Nous sommes prêts à discuter de tout et avec tous, pas seulement avec
les communautés du Nord. Mais il est hors de question de parler de
fédéralisme. Nous ne discuterons pas, non plus, de partition du pays,
Nous ne discuterons pas de la remise en question de la laïcité. Et nous
n’accepterons pas la présence de groupes armés dans le pays. Il y a une
seule armée, c’est l’armée malienne, qui s’occupe de tout le territoire
malien défini à l’intérieur des frontières de 1960, pas un centimètre
carré de moins.
Mais nous sommes ouverts à tout dialogue avec toutes les communautés
dès lors qu’il s’agit de parler de développement local et d’approfondir
la décentralisation. Nous sommes aussi prêts à examiner une forme de
redécoupage du territoire : créer plus de régions, de communes, de
cercles, d’arrondissements, dans le Nord.
Avec qui discuter ?
Pas avec ceux qui prônent la scission du territoire ou l’extrémisme religieux. Pas avec ceux qui refusent de déposer les armes.
Voulez-vous lancer ce dialogue avant les élections ?
Je souhaite qu’il commence dès le mois de mars.
Est-il réaliste de promettre des élections avant le 31 juillet ?
Il faut être optimiste. Mais si d’aventure, pour telle ou telle
raison objective, il est impossible d’y parvenir, nous aviserons.

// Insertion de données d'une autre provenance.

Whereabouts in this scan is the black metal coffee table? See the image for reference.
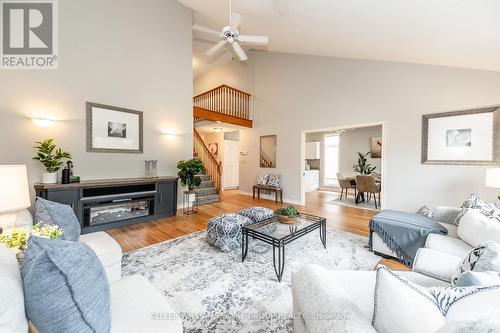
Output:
[241,213,326,282]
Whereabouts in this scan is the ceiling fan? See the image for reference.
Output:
[193,0,269,61]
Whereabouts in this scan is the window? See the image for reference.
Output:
[323,134,340,186]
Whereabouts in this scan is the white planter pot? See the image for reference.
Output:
[42,172,57,184]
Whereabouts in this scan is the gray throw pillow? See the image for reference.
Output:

L’armée malienne a été accusée d’exactions contre des populations du Nord, que comptez-vous faire ?
Nous vivons dans un pays qui a failli voler en éclats. Nous essayons
de rétablir la confiance entre les parties en présence. Dans toute
armée, il y a des gens peu recommandables. Mais il ne faut pas en
conclure que l’armée est mauvaise, et il faut aussi faire confiance aux
autorités chargées de sanctionner les manquements à la discipline.